Em um documento de
21 páginas coordenado pelo deputado Jean-Christophe Camdabélis, vice-presidente
do Partido Socialista Europeu (PSE), os socialistas denunciam o rombo atual da
Europa sob a batuta da papisa do liberalismo do Velho Continente, Angela
Merkel. O texto argumenta que “o projeto comunitário está ferido por uma
aliança de circunstância entre os acentos thatcherianos do primeiro ministro
britânico e a intransigência egoísta da chanceler Merkel. O artigo é de Eduardo
Febbro, direto de Paris
Eduardo Febbro –
Carta Maior
Paris - O
Partido Socialista saiu de sua disciplina silenciosa para arremeter com uma
veemência inédita contra a chanceler alemã Angela Merkel e estimular o
presidente François Hollande a “enfrentar Merkel”. Em um documento de 21
páginas coordenado pelo deputado Jean-Christophe Camdabélis, vice-presidente do
Partido Socialista Europeu (PSE), os socialistas denunciam o rombo atual da
Europa sob a batuta da papisa do liberalismo do Velho Continente, Angela
Merkel.

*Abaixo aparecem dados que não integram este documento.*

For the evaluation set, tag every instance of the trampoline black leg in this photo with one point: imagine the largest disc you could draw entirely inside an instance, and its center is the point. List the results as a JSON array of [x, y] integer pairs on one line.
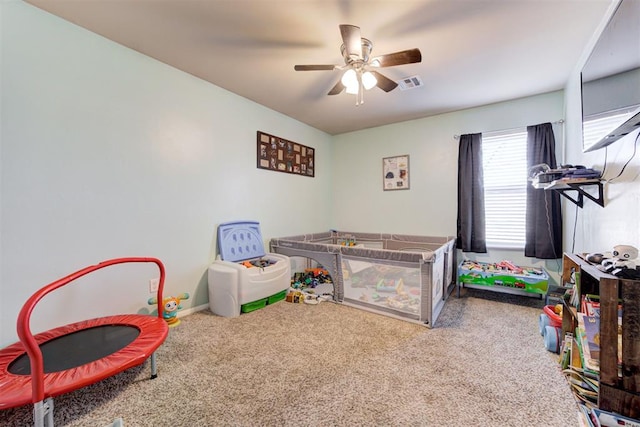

O texto argumenta que “o projeto comunitário está ferido por uma
aliança de circunstância entre os acentos thatcherianos do primeiro ministro
britânico _ que só concebe a Europa como um menu e a baixo preço – e a
intransigência egoísta da chanceler Merkel, que só pensa nos poupadores da
Alemanha, na balança comercial de Berlim e em seu futuro eleitoral”.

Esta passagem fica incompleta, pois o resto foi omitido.